Temples Aren't Scary

Living in a foreign country for two years has changed me a lot. I think I've changed more over the last two years in Japan than I changed all four years of college. And college changed me a lot! There's too many things to list, but one thing that Japan changed about me is I'm no longer uncomfortable around temples, shrines, or religious works of art.

Sure, I've seen paintings of saints before. You can't throw a brick in most of Europe without hitting some centuries-old cathedral. And all art museums are pretty much divided into art depicting Greek mythology and paintings of the Virgin Mary.

But it's all Christian, of course. (And Greek pagan, but we don't count those as idols because ART. Also white people did them.)

"As it should be!" a lot of my friends could counteract. Yeah, I suppose. When I was a kid I felt really weird looking at any depictions of deities or religious figures that weren't Christian. Those were weird idols and maybe they were evil too.

I guess if anyone had asked me I would have said that 90% of the world religions were worshiping thin air. But it was always possible that demons might muck things up just because.

Coming to Japan was the first time I'd been in a country were all the cool cultural stuff was part of a non-Christian religion. Everything's either Shinto and Buddhist. Luckily, by this point was I was adult enough to appreciate temples and shrines for their aesthetic appeal and not be put off by the fact I didn't share that culture.

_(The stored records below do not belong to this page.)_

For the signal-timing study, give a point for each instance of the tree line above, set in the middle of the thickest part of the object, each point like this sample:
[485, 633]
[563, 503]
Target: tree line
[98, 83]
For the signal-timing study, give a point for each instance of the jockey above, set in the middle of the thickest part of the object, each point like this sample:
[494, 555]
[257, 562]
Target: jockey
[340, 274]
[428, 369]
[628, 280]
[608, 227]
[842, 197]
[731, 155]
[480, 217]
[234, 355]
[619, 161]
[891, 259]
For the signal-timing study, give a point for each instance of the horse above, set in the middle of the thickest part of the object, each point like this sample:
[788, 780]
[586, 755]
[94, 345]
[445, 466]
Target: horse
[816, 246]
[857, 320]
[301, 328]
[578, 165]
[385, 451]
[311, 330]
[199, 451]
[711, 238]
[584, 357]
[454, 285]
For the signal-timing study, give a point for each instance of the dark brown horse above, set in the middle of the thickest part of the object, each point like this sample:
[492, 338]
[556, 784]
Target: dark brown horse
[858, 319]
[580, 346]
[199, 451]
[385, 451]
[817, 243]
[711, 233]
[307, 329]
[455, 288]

Still, at the beginning I felt a little awkward. I went to a shrine on new year's and wondered if it would be sacrilegious to throw a 5 yen coin into a little box because that was a pagan ceremony. I still did it but felt weird at the same time.

Then after about a year, I realized that I had stopped feeling weird. The atmosphere of the little shrines was simply a part of what I loved about Japan. Seeing them tucked away into the city, going there for festivals and getting a paper fortune. There was absolutely nothing to be afraid of. The only power was the power of tradition--which for real can be powerful and scary--and I could appreciate it without guilt.

Honestly, even though I felt uncomfortable around religious symbols in the past, that wasn't limited to non-Christian ones. I felt so awkward seeing a blue-eyed Jesus staring soulfully at me from someone's wall. And seeing an artfully draped near-nude emaciated corpse held up for veneration in a cathedral. Gives me the creeps.

So now my opinion on religious places is they have exactly as much power as people give them. If your faith is strong, I don't think appreciating a different religion will really affect you. (And if you're a skeptic to start with, you won't be jumping at shadows.)

I don't think Japan is a "dark" country or a "spiritually oppressed" country. It is a strongly secular country. Which means that most people value religion as part of their culture and not as something that tells them exactly how to live their life. Which honestly I like. No one's raised an eyebrow when I say I go to church. (They usually just ask me "Are you protestant or catholic?" which is hard to answer....There's a lot more than just two, guys!) The important thing is getting along with your friends and coworkers.

There's lots of different folks in the world, but that's what makes it interesting. Honestly I feel much more out of place when talking to people who hail from the Bible Belt portion of America. "You believe....What?" But this is a culture too. It's not my culture, but that's why I have to learn about it respectfully and not go in with a perspective of fear.

So this is how my view of religion changed in Japan. I'm really glad I got this chance to live in a foreign country!